Appalling. This is what it looks like when power-mad Republicans get desperate. To paraphrase the car commercials: they are arrogant, incompetent, and built to stay that way.Of course, no matter how this matter is eventually resolved between Judge Jack and Abbott -- whether by sober discussion, flying subpoenas or flying bullets -- you have a clear choice in the Texas Attorney General's race.
Update: Tom Kirkendall links to the New York Sun, which has more on the legal backstory.
Update II (8/24): The Houston Chronicle remains mute on this story. They didn't even pick up the AP report, which the Dallas News had first, and the Austin Statesman and several Texas radio and TV stations managed. To the Chronic's credit, however, somebody over there reads (and maybe even likes) this blog, because this posting appeared on the Opinion page (it's now cycled off; it was listed shortly after I put it up). Other blogs commented ...
Short story: A federal judge was keeping thousands of X-rays under lock and key. They were to be used as part of a federal investigation into potentially fraudulent diagnoses of the lung disease silicosis. 4 armed men from the Attorney General's office, carrying a subpoena, threatened to arrest the owner of a storage complex if he wouldn't fork over the X-rays. They then walked off with the X-rays. Thing is, the Constitution bars states from intervening in a federal court's jurisdiction. Abbott could now be deposed in a federal court if it turns out he ordered the seizure of the X-rays.
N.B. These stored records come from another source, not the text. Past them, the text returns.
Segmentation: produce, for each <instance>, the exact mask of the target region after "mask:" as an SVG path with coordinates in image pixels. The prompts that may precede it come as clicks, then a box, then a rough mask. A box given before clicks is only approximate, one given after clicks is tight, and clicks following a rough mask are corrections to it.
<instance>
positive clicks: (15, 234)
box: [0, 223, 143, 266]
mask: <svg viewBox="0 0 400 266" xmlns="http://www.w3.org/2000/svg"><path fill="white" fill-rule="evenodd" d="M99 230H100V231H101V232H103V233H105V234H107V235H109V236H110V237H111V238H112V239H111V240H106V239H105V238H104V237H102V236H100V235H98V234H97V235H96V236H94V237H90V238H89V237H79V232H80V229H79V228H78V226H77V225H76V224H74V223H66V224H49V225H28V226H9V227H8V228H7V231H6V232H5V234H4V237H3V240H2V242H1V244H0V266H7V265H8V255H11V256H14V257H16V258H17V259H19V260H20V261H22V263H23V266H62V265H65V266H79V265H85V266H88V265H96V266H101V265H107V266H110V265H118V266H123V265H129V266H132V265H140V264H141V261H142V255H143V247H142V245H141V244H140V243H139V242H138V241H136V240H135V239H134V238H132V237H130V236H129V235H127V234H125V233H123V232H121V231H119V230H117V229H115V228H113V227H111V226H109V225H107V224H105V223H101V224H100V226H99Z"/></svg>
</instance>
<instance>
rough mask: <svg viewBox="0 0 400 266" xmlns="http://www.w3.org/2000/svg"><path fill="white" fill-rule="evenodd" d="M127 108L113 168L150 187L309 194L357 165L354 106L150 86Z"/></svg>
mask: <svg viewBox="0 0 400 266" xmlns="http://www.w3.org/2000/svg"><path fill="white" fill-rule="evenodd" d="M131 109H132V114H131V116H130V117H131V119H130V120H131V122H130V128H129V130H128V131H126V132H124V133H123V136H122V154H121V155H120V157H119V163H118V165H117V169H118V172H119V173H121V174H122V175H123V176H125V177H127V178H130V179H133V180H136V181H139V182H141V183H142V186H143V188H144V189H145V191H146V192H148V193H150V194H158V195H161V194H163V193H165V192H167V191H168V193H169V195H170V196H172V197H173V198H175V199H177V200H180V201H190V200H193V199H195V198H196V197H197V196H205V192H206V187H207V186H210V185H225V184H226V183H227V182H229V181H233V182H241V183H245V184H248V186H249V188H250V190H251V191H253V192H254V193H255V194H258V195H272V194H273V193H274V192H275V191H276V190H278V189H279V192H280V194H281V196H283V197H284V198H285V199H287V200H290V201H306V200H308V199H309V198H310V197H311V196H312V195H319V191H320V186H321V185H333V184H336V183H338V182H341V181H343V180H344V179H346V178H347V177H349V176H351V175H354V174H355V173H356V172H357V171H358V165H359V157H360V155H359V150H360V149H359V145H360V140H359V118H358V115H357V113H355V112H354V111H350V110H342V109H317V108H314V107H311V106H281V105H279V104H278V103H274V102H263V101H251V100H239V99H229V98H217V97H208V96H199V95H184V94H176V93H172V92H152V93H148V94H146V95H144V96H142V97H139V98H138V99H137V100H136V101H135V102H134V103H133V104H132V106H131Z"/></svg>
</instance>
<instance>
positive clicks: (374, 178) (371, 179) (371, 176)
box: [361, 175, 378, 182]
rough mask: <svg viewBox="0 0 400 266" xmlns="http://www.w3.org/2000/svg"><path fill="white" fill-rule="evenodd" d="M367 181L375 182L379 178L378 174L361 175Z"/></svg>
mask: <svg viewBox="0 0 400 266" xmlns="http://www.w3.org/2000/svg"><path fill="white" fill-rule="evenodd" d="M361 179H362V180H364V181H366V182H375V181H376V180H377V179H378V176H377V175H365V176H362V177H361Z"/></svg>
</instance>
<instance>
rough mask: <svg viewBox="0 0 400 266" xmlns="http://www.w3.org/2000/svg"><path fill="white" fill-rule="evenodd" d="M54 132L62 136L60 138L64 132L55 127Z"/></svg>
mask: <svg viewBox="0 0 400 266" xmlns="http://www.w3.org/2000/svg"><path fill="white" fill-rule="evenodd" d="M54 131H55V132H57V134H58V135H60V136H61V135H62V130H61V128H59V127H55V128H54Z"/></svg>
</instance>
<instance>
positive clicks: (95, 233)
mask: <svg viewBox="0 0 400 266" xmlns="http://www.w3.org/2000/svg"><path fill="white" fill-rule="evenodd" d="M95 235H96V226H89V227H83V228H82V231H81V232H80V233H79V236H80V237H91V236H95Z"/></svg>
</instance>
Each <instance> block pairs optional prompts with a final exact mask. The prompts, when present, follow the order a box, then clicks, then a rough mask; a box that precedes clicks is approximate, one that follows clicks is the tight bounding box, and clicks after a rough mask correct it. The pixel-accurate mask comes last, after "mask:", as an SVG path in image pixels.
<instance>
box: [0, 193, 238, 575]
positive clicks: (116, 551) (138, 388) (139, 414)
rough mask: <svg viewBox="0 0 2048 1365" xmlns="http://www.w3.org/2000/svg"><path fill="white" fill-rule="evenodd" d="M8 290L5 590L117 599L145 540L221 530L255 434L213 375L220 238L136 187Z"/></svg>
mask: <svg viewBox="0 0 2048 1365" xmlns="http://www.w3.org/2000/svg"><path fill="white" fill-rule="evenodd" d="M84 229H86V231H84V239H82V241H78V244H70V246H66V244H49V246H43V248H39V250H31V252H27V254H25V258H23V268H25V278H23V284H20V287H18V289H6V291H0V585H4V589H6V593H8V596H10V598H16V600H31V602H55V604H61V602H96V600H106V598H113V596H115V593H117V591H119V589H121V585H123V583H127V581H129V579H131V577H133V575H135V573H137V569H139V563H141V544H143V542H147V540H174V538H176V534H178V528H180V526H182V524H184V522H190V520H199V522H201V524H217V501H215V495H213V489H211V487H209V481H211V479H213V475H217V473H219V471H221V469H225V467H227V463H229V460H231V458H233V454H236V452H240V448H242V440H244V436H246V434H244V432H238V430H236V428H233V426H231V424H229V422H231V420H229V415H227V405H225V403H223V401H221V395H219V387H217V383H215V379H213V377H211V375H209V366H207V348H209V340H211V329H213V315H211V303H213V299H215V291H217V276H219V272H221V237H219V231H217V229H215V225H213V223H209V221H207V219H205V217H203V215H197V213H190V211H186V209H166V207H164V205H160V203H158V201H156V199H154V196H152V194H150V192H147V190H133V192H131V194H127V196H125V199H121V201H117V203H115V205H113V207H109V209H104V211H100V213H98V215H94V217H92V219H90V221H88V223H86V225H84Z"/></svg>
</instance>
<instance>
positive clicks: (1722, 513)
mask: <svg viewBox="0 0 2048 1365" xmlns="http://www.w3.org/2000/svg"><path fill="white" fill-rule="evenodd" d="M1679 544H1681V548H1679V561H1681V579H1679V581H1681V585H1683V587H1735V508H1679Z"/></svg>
Daily Kos (TXsharon's diary):
There's more to this story then an overzealous attorney general. That is out of character for Greg Abbott who is a corrupt, Karl Rove and Tom DeLay crony and an enabler of predatory corporations and monopolists.
John Colyandro, who worked for Karl Rove, was laundering Tom Delay's TRMPAC money while on Greg Abbott's campaign payroll during 2002. Colyandro has been indicted for money laundering and also faces 13 charges of unlawful acceptance of corporate political contributions.
Abbott's biggest donor is Bob Perry, tycoon homebuilder and financier of Karl Rove's Swift Boat smear campaign tactics.I have a burning desire to discover those doctor's names and see if they happen to show up on Abbott's Texas Ethics Commission report. I do note that doctors seem to contribute heavily to Abbott.
This isn't, by any means, an exhaustive list of the things which should not be entrusted to Attorney General Greg Abbott so please, just because you don't see something here, don't assume that Attorney General Greg Abbott can be trusted to care for it.
In fact, it would be best if you just didn't trust Attorney General Greg Abbott.
Ok. I understand the war on class action suits. Republicans don't want little people to band together to fight the big guys when the big guys do bad things. I understand that companies want plantiffs near death when they begin the process to sue for medical injury. What I don't understand is the battle between the judge who wanted the injured near death and the AG who is a Republican tool.
Capitol Annex reported the story and also David Van Os' response:
“I’m not surprised by this arrogant conduct. Greg Abbott is part of the silk-stocking social clique that runs Texas government as if it were their private club. This it the same Greg Abbott who lets the Texas Department of Transportation hide its contracts with foreign companies, who uses the taxpayers’ money to file legal briefs and maps on behalf of the Republican Party, who employs Tom Delay’s cronies, and who refuses to challenge the oil companies on behalf of the people of Texas. Seizing and then losing working people’s personal medical records from a court file is par for his course.”